During 1995 and 1996, the prolonged expansion, together with unexpected shocks, caused underlying inflation to breach the ceiling of the 0–2 percent target band. In response, the Reserve Bank moved to reinforce an already tight monetary policy stance. High real interest rates and a sharp appreciation in the New Zealand dollar have resulted in underlying inflation declining from an annual rate of 2.4 percent in December 1996 to 1.8 percent in September 1997. Meanwhile, output growth has slowed, to an annualized rate of only 1½ percent in the first half of 1997, as private investment and consumption—the motors of the expansion—decelerated, and output has now fallen slightly below its potential. Employment growth has also stagnated, and the unemployment rate has risen to 6¾ percent, from 6 percent at the end of 1996.
Despite the slowdown in domestic activity, the current account deficit has widened markedly, to 6½ percent of GDP (national definition) in the June 1997 year. Three factors have been responsible: the goods and services surplus has declined as the exchange rate has appreciated and competitiveness has deteriorated; the investment income deficit has risen as payments on external liabilities have increased significantly and earnings on New Zealand’s overseas assets have fallen; and migrant transfers have declined following a tightening of immigration policy.
In December 1996, the inflation target band was widened to 0–3 percent, and the Reserve Bank refocused its policy on the new 1½ percent inflation point target. With inflationary pressures declining, the Reserve Bank has been able to ease monetary conditions since the beginning of the year. This has occurred mainly through the exchange rate, with the real effective rate depreciating by 6 percent during April–September, although it still remains above its longer-term trend. Short-term interest rates have also fallen, but remain above 6 percent in real terms.

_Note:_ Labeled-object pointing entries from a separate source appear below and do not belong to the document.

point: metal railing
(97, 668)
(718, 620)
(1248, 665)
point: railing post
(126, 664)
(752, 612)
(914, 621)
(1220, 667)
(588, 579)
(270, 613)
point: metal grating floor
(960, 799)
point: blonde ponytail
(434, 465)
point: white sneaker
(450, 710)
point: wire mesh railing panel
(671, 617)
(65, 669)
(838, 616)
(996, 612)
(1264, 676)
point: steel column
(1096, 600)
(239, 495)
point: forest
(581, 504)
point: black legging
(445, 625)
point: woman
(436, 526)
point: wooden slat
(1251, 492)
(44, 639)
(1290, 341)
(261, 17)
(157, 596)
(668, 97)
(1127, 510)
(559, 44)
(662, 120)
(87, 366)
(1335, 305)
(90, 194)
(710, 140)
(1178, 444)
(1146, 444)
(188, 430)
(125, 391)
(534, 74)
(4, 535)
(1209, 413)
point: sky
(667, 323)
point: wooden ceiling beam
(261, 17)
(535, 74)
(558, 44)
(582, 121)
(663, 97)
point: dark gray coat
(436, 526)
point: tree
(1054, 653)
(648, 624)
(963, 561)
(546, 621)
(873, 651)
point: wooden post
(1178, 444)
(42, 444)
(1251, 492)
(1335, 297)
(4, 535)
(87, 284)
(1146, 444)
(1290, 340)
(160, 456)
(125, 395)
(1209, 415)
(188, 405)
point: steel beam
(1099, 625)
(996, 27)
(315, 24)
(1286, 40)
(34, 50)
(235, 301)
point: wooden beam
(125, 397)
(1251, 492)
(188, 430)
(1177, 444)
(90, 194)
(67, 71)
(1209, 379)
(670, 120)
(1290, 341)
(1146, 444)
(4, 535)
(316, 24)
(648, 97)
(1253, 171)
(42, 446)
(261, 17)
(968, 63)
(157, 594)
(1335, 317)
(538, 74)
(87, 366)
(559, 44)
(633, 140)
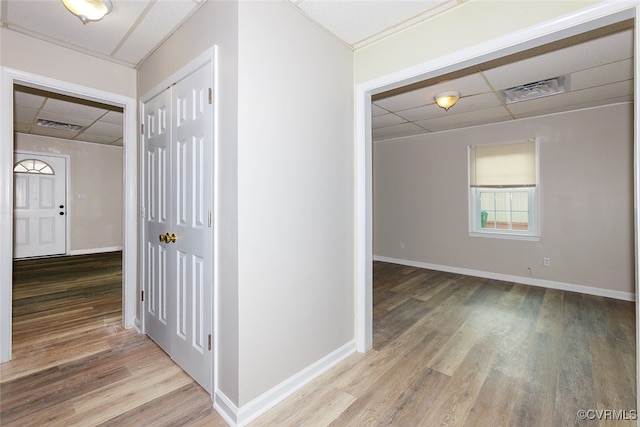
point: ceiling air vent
(59, 125)
(535, 90)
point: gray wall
(586, 173)
(95, 192)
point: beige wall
(56, 62)
(586, 172)
(95, 191)
(464, 26)
(296, 189)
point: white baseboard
(95, 250)
(626, 296)
(239, 417)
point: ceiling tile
(614, 72)
(56, 133)
(52, 19)
(97, 139)
(471, 118)
(116, 117)
(104, 128)
(465, 104)
(405, 129)
(24, 114)
(145, 36)
(467, 86)
(377, 111)
(604, 50)
(64, 118)
(73, 109)
(386, 120)
(27, 99)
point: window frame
(475, 229)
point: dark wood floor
(74, 364)
(448, 350)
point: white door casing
(40, 205)
(178, 253)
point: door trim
(9, 77)
(208, 56)
(67, 231)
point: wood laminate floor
(452, 350)
(449, 350)
(73, 363)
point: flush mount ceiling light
(88, 10)
(447, 100)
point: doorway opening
(11, 78)
(589, 19)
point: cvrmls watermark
(607, 414)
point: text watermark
(607, 414)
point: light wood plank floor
(453, 350)
(74, 364)
(448, 350)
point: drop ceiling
(598, 66)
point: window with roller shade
(503, 190)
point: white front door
(40, 205)
(178, 303)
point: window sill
(507, 236)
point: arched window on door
(33, 166)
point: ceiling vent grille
(59, 125)
(535, 90)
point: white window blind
(503, 166)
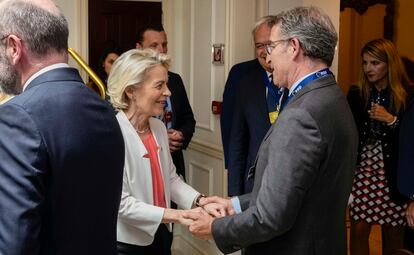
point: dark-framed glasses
(272, 45)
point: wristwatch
(197, 200)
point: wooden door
(118, 21)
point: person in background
(178, 115)
(60, 186)
(377, 105)
(405, 160)
(137, 87)
(255, 110)
(304, 167)
(110, 53)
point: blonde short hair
(130, 69)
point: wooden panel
(118, 21)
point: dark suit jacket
(389, 139)
(406, 153)
(303, 179)
(229, 97)
(183, 117)
(61, 166)
(249, 125)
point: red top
(157, 181)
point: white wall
(76, 13)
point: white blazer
(138, 218)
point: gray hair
(43, 31)
(314, 30)
(129, 70)
(269, 20)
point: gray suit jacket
(303, 178)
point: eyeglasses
(260, 45)
(4, 37)
(272, 45)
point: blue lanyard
(306, 81)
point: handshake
(199, 219)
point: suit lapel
(56, 75)
(316, 84)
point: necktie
(271, 102)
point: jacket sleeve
(22, 181)
(141, 215)
(238, 147)
(185, 121)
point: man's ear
(14, 49)
(129, 92)
(295, 46)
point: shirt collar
(299, 81)
(44, 70)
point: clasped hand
(379, 113)
(213, 207)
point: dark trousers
(161, 245)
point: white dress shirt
(138, 218)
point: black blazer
(183, 117)
(389, 138)
(229, 98)
(249, 125)
(61, 167)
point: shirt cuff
(235, 202)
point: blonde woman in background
(377, 105)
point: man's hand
(201, 225)
(176, 216)
(379, 113)
(223, 206)
(410, 215)
(175, 139)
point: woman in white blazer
(137, 87)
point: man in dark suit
(405, 160)
(178, 117)
(255, 106)
(60, 186)
(304, 167)
(229, 98)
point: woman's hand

The fiscal surplus has narrowed from 3½ percent of GDP in the 1995/96 fiscal year (July–June), to 2 percent in 1996/97. While part of this reflected the cyclical slowdown, there was also a structural deterioration as income taxes were cut (by the equivalent of 1 percent of GDP). The 1997/98 budget projected a further decline in the surplus to 1½ percent of GDP. This reflects, in part, a further decline in the structural budget position in response to increased expenditures on health, education, and pensions.

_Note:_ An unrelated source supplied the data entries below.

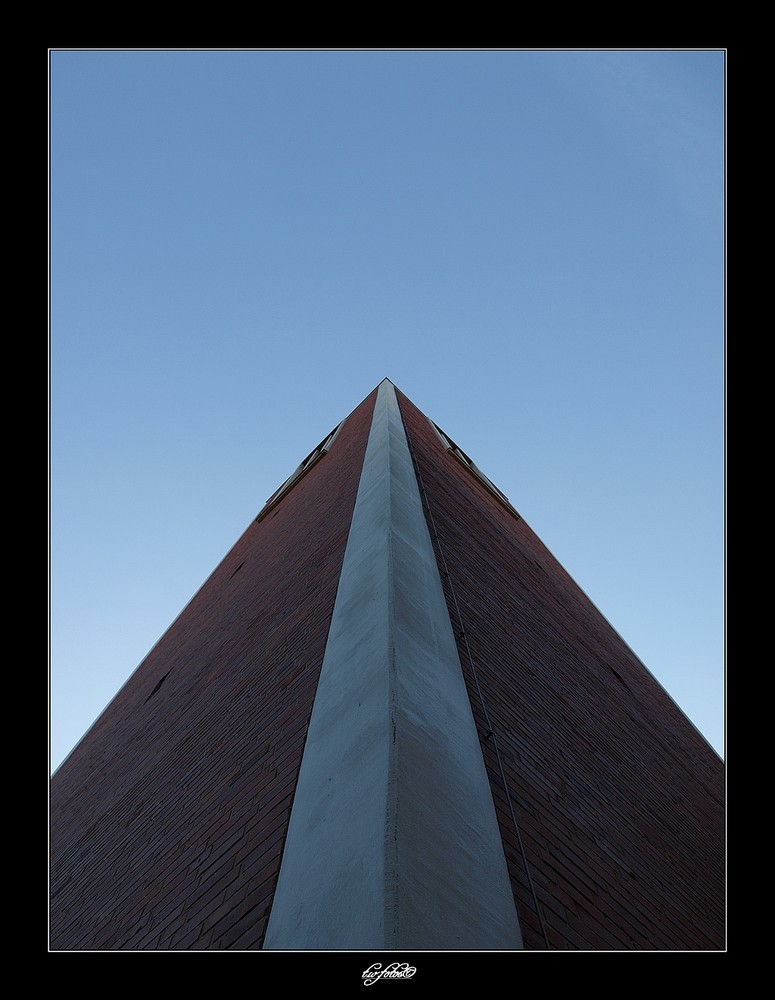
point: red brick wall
(169, 818)
(619, 799)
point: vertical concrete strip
(393, 840)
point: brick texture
(618, 798)
(169, 818)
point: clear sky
(244, 243)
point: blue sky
(244, 243)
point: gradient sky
(529, 244)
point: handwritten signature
(396, 970)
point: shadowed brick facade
(170, 818)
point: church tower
(389, 720)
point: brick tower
(389, 719)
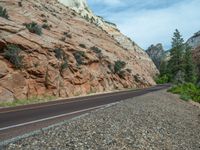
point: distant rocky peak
(194, 41)
(156, 53)
(155, 49)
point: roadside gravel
(158, 120)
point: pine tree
(176, 63)
(190, 71)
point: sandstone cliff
(194, 42)
(68, 55)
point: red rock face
(196, 55)
(43, 75)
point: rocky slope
(158, 54)
(194, 42)
(70, 55)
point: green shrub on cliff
(13, 54)
(119, 65)
(34, 28)
(187, 91)
(3, 13)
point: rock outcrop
(70, 55)
(158, 54)
(194, 42)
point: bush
(82, 45)
(187, 91)
(59, 53)
(96, 49)
(64, 65)
(79, 56)
(162, 79)
(46, 26)
(12, 54)
(34, 28)
(3, 13)
(66, 34)
(119, 65)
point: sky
(151, 21)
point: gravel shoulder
(158, 120)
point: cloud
(153, 21)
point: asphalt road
(23, 119)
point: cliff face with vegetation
(194, 42)
(48, 49)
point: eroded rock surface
(43, 74)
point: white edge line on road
(73, 101)
(49, 118)
(26, 135)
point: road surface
(23, 119)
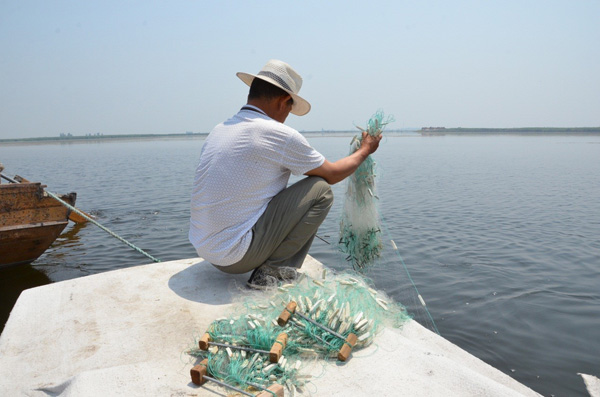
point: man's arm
(339, 170)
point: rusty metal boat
(30, 221)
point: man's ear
(283, 101)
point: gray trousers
(283, 235)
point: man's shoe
(266, 276)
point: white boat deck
(125, 332)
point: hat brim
(300, 106)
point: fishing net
(345, 304)
(360, 230)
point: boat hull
(30, 222)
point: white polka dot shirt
(244, 162)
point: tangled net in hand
(360, 231)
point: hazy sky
(121, 67)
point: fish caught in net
(360, 229)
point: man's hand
(336, 172)
(370, 143)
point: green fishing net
(343, 303)
(360, 230)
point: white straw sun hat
(282, 75)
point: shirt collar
(253, 108)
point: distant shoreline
(425, 131)
(510, 131)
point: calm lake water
(501, 235)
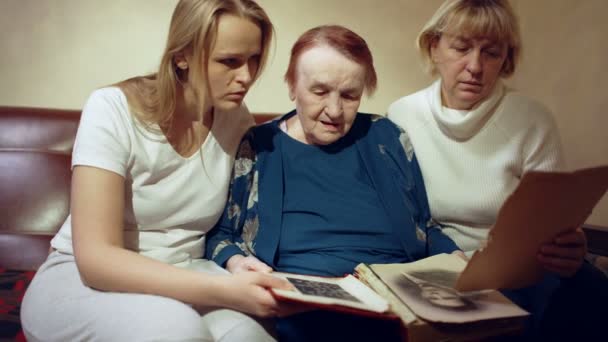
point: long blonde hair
(152, 99)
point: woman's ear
(292, 92)
(180, 60)
(433, 49)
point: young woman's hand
(461, 254)
(565, 255)
(239, 264)
(249, 292)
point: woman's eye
(231, 62)
(460, 48)
(493, 53)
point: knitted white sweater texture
(473, 160)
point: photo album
(445, 290)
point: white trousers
(59, 307)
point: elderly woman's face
(469, 68)
(327, 93)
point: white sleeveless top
(171, 201)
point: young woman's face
(233, 61)
(327, 93)
(469, 68)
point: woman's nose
(474, 62)
(333, 106)
(244, 74)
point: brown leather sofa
(35, 155)
(35, 158)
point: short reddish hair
(343, 40)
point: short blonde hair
(494, 19)
(193, 31)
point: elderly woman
(475, 138)
(324, 187)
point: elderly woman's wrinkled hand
(565, 255)
(239, 263)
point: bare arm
(97, 206)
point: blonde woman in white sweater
(475, 138)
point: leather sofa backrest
(35, 174)
(35, 156)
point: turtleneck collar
(463, 125)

Executive Board Assessment
Executive Directors commended the authorities for implementing rigorous macroeconomic policies and innovative reforms, including a transparent macroeconomic policy setting process and public sector accounting framework, that had transformed the economy into one that is outward-oriented and dynamic. For the past several years New Zealand has been reaping the benefits of reforms—economic expansion has been generally robust, the unemployment rate is among the lowest in the industrialized world, and inflation is low.
Directors observed that the economy is now facing several challenges. Growth has slowed, the structural fiscal surplus has been reduced, private savings is low, competitiveness has deteriorated, and the current account deficit has widened. While noting the continuing international confidence, Directors considered that the sizable external imbalance posed risks, given New Zealand's already high stock of external liabilities and its vulnerability to external shocks. Directors generally believed that it would be advisable for the authorities to tighten policies to minimize the risks, particularly in light of current regional uncertainties, with a number of Directors considering that fiscal tightening could be achieved by scaling back medium-term expenditure plans. A tighter fiscal position would also enable a more balanced policy mix and allow the monetary stance to be eased somewhat further, alleviating the strain on the export sector.

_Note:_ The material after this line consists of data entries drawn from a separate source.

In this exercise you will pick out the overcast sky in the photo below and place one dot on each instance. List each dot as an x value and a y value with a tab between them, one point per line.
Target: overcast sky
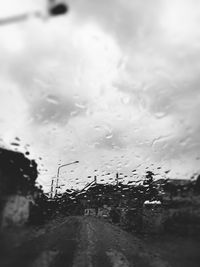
113	84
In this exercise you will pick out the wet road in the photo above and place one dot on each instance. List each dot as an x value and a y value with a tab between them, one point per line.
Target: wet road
83	242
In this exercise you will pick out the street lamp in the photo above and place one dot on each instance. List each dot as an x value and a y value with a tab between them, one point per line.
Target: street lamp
58	172
54	9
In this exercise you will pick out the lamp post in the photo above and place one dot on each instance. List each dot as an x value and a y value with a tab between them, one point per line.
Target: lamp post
54	9
58	172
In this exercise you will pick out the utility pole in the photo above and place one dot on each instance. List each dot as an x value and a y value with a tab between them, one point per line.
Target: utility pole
52	182
117	178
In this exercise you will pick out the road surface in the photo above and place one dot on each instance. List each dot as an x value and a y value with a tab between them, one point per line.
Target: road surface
82	242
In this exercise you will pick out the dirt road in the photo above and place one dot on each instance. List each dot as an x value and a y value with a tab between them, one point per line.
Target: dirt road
82	242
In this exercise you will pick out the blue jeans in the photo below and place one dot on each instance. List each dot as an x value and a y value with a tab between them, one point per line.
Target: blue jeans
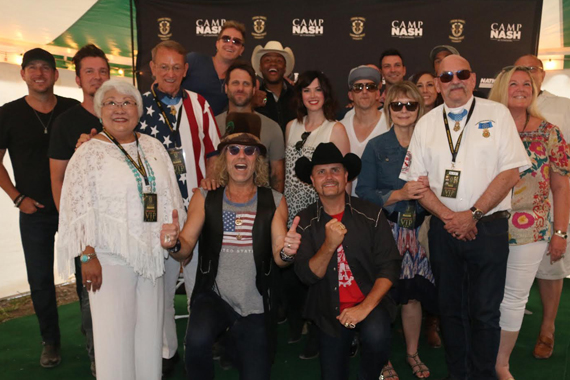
470	278
210	316
37	232
375	344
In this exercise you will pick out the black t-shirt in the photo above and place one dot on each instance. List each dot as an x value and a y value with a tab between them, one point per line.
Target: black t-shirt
67	129
22	134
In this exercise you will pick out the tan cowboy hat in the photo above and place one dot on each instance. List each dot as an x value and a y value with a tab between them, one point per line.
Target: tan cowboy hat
273	47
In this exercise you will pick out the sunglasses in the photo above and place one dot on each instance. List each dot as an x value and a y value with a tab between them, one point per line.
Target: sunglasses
247	150
358	87
447	76
303	140
234	40
398	106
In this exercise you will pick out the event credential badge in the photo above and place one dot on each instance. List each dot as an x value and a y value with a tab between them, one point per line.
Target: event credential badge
177	158
450	183
150	207
407	219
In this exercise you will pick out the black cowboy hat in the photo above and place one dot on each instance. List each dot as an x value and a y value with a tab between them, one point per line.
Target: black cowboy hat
327	153
243	128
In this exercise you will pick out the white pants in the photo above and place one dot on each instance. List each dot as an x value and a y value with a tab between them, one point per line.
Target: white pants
127	325
172	267
522	266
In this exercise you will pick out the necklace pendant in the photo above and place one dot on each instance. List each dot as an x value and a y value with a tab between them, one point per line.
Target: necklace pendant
457	127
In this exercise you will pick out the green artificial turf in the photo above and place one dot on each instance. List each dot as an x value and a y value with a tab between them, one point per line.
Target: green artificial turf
20	349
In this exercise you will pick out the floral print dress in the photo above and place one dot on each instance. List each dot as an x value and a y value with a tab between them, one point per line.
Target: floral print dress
530	215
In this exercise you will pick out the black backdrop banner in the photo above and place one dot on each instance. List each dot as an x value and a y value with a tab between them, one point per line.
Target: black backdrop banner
335	36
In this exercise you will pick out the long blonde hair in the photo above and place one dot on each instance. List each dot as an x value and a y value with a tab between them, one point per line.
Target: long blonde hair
500	91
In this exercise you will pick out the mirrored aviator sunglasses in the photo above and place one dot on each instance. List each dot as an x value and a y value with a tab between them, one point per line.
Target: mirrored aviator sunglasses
234	40
247	150
358	87
447	76
398	106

Directors noted that the aging of the population would put pressure on the fiscal position over the longer term, and commended the authorities for their forward-looking efforts to meet those pressures. Noting the recent referendum result rejecting the government's proposal to privatize the pension system, Directors encouraged the early consideration and implementation of measures to reduce the fiscal cost of the public pension scheme, noting that a number of possibilities had been under discussion in New Zealand, including raising the retirement age, reducing the replacement rate, and means-testing benefits. Directors also noted the advantages of moving quickly to implement the health-care reform policy, and hoped that it would provide more scope for competition between the public and private sectors.
Directors observed that the current monetary policy framework has successfully maintained price stability. In particular, the requirement that the Reserve Bank bring inflation back to target quickly, following deviations from a narrow target band, has built credibility and reduced inflation expectations. A number of Directors agreed with the staff that there might be scope to adopt a more gradualist approach to correcting inflation deviations, so as to better allow for the long lags of monetary policy; but Directors also cautioned that this approach must be supported by an appropriate fiscal policy, to preserve credibility. Some other Directors believed that the current approach taken by the Reserve Bank was appropriate. Directors thought that the recently adopted monetary conditions index provided a useful additional signaling device, but cautioned that it should not be used as a rigid intermediate target.
Directors endorsed the authorities' efforts to raise potential growth by improving educational quality, encouraging labor force participation, and further deregulating the economy. However, the level of dependency on government benefits remains high, and Directors encouraged further efforts to tighten eligibility criteria and to enhance incentives for work. Directors also called for a careful review of government support for the monopoly agricultural export boards, as deregulation could improve export competitiveness. In that context, some Directors noted the need for the liberalization of agricultural trade in other countries.